Abstract: We propose a general framework, dubbed Stochastic Processing under Imperfect Information (SPII), to study the impact of information constraints and memories on dynamic resource allocation. The framework involves a Stochastic Processing Network (SPN) scheduling problem in which the decision maker may access the system state only through a noisy channel, and resource allocation decisions must be carried out through the interaction between an encoding policy (who observes the state) and allocation policy (who chooses the allocation) situated on the two ends of the channel. Applications in the management of large-scale data centers and human-in-the-loop service systems are among our chief motivations. 

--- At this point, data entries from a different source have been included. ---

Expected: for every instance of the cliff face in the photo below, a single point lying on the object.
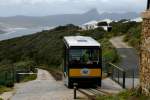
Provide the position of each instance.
(145, 55)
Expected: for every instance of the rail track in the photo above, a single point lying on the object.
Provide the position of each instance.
(91, 93)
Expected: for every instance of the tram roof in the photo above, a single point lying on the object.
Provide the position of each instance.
(80, 41)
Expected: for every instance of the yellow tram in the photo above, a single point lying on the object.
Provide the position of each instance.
(82, 61)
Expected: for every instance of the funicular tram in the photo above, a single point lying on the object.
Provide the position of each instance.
(82, 61)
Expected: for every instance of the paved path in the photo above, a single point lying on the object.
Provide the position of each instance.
(129, 57)
(43, 88)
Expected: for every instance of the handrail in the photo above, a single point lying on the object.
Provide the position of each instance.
(117, 67)
(123, 73)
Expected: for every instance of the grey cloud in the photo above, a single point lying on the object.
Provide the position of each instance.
(50, 7)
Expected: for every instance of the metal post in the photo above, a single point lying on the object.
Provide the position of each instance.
(148, 4)
(124, 76)
(75, 90)
(133, 79)
(118, 76)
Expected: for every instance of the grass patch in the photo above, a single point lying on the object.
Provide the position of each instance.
(4, 89)
(125, 95)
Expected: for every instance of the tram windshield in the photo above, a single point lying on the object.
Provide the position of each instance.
(84, 56)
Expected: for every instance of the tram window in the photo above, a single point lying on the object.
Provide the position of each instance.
(85, 56)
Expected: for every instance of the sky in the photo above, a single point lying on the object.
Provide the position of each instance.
(53, 7)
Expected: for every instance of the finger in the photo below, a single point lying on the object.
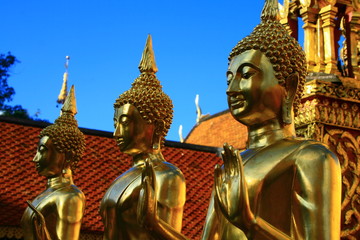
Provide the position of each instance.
(237, 161)
(152, 176)
(227, 160)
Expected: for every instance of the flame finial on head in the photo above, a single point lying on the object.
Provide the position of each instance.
(270, 11)
(70, 102)
(65, 133)
(147, 62)
(146, 93)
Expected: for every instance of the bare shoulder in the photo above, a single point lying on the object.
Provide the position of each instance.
(71, 204)
(170, 180)
(168, 171)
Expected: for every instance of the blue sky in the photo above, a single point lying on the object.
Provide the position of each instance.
(105, 40)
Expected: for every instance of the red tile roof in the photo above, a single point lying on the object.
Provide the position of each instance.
(101, 164)
(211, 131)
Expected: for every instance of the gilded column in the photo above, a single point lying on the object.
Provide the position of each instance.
(330, 113)
(354, 39)
(309, 16)
(327, 15)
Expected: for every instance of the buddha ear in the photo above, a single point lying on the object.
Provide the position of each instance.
(291, 85)
(158, 132)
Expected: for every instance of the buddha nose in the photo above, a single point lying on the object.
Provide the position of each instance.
(234, 87)
(117, 131)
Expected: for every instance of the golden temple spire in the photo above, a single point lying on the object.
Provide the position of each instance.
(270, 11)
(147, 62)
(63, 91)
(70, 103)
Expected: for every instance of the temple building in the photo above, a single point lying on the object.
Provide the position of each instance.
(329, 113)
(330, 105)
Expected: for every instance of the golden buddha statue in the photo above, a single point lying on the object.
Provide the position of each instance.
(57, 212)
(281, 186)
(143, 115)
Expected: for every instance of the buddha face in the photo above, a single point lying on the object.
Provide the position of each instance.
(132, 133)
(48, 161)
(254, 94)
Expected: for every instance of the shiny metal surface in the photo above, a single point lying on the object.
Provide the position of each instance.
(281, 187)
(56, 213)
(142, 118)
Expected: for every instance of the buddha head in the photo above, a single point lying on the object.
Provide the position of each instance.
(61, 144)
(266, 72)
(143, 114)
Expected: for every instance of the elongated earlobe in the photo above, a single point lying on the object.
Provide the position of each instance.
(291, 84)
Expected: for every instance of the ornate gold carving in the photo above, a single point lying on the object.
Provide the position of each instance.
(346, 145)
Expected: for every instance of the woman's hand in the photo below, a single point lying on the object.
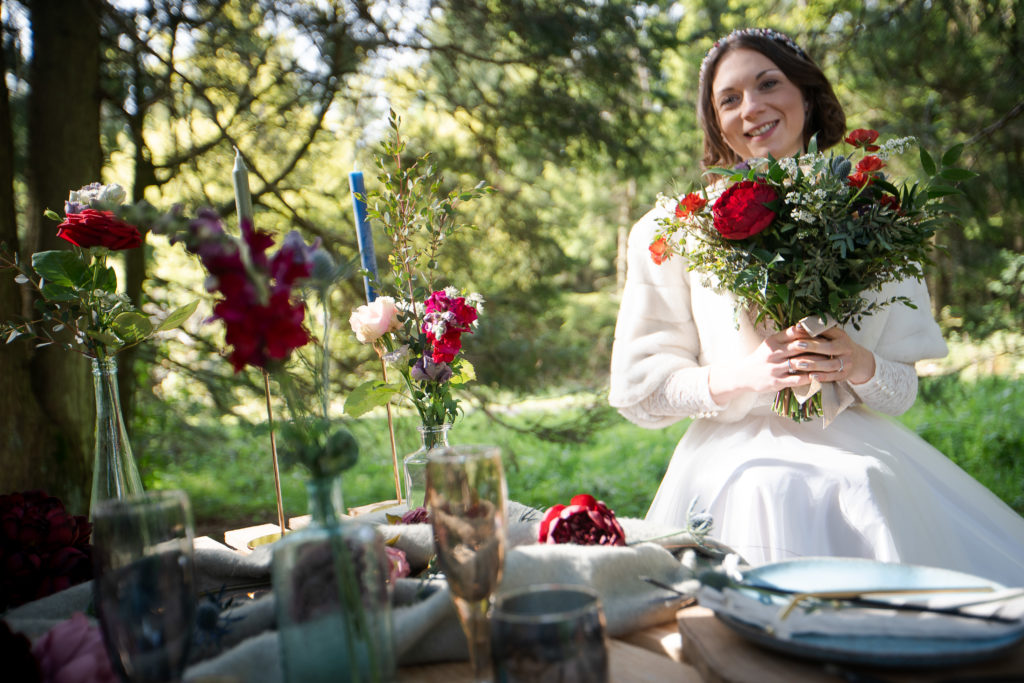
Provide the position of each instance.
(790, 358)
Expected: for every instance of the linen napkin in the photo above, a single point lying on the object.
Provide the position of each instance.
(426, 627)
(839, 619)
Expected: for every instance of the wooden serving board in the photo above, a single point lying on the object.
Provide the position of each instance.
(723, 656)
(627, 664)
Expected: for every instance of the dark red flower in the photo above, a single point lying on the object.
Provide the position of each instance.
(869, 164)
(859, 179)
(863, 137)
(689, 205)
(890, 202)
(659, 250)
(585, 521)
(740, 211)
(98, 228)
(43, 549)
(445, 319)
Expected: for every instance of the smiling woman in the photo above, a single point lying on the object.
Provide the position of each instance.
(779, 485)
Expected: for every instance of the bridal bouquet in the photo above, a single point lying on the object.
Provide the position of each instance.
(807, 236)
(416, 328)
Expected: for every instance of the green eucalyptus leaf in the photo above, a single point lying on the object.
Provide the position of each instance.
(956, 174)
(177, 316)
(368, 396)
(132, 327)
(59, 266)
(103, 337)
(57, 292)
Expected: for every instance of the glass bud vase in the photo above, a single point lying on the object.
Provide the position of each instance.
(415, 464)
(333, 600)
(114, 472)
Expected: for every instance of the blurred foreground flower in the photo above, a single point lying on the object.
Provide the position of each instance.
(585, 521)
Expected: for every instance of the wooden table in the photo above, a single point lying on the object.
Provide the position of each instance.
(699, 648)
(722, 656)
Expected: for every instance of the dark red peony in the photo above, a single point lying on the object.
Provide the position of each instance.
(689, 205)
(740, 211)
(658, 251)
(98, 228)
(863, 137)
(585, 521)
(43, 549)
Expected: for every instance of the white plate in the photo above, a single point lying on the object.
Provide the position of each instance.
(816, 574)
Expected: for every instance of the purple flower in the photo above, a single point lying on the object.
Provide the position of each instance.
(426, 370)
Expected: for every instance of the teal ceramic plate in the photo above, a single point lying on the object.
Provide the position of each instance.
(847, 573)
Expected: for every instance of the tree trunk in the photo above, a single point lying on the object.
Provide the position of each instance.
(47, 402)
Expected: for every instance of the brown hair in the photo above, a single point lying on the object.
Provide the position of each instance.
(825, 117)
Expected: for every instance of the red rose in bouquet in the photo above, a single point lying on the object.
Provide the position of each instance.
(98, 228)
(689, 205)
(585, 521)
(658, 251)
(740, 211)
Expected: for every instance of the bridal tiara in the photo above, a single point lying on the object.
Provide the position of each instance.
(770, 34)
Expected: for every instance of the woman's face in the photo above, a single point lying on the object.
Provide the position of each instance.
(760, 111)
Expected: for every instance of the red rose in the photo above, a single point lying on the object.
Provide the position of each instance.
(689, 205)
(43, 549)
(585, 521)
(659, 251)
(98, 228)
(863, 137)
(740, 211)
(869, 164)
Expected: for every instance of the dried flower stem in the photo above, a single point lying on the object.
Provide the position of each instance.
(390, 431)
(273, 454)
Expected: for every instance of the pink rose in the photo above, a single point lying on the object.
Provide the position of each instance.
(373, 321)
(73, 651)
(585, 521)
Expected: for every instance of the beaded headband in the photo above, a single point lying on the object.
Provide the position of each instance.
(770, 34)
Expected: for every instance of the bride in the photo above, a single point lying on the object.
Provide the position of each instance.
(864, 485)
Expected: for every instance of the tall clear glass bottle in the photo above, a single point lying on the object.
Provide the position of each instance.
(333, 601)
(114, 472)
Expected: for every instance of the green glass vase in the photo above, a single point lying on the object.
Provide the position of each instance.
(333, 600)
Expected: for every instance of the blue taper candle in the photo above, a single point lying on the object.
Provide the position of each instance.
(366, 239)
(243, 200)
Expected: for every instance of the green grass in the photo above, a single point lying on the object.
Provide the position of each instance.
(225, 465)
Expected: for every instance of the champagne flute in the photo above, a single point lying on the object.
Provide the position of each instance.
(144, 588)
(466, 493)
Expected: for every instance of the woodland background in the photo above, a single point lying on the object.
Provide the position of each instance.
(579, 113)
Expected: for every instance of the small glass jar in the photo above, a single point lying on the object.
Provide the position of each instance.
(415, 464)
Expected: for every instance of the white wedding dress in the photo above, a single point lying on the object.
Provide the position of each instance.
(862, 486)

We quantify the degree to which information constraints reduce the size of the capacity region in general SPNs, and how such reduction depends on the amount of memories available to the encoding and allocation policies. Using a novel metric, capacity factor, our main theorem characterizes the reduction in capacity region (under “optimal” policies) for all non-degenerate channels, and across almost all combinations of memory sizes. Notably, the theorem demonstrates, in substantial generality, that (1) the presence of a noisy channel always reduce capacity, (2) more memories for the allocation policy always improve capacity, and (3) more memories for the encoding policy have little to no effect on capacity. Finally, all of our positive (achievability) results are established through constructive, implementable policies. 

Our proof program involves the development of a host of new techniques, largely from first principles, by combining ideas from information theory, learning and queueing theory. As a sub-module of one of the policies proposed, we create a simple yet powerful generalization of the Max-Weight policy, in which individual Markov chains are selected dynamically in a manner analogous to how schedules are used in a conventional Max-Weight policy.

Joint work with Yuan Zhong (University of Chicago, Booth School of Business).

Bio: Kuang Xu was born in Suzhou, China. He is an Associate Professor of Operations, Information and Technology at the Stanford Graduate School of Business, Stanford University. He received the B.S. degree in Electrical Engineering (2009) from the University of Illinois at Urbana-Champaign, Urbana, Illinois, USA, and the Ph.D. degree in Electrical Engineering and Computer Science (2014) from the Massachusetts Institute of Technology, Cambridge, Massachusetts, USA. His research interests lie in the fields of applied probability theory, optimization, and operations research, seeking to understand fundamental properties and design principles of large-scale stochastic systems, with applications in queueing networks, healthcare, privacy and learning theory. He has received several awards including a First Place in INFORMS George E. Nicholson Student Paper Competition, a Best Paper Award, as well as a Kenneth C. Sevcik Outstanding Student Paper Award from ACM SIGMETRICS.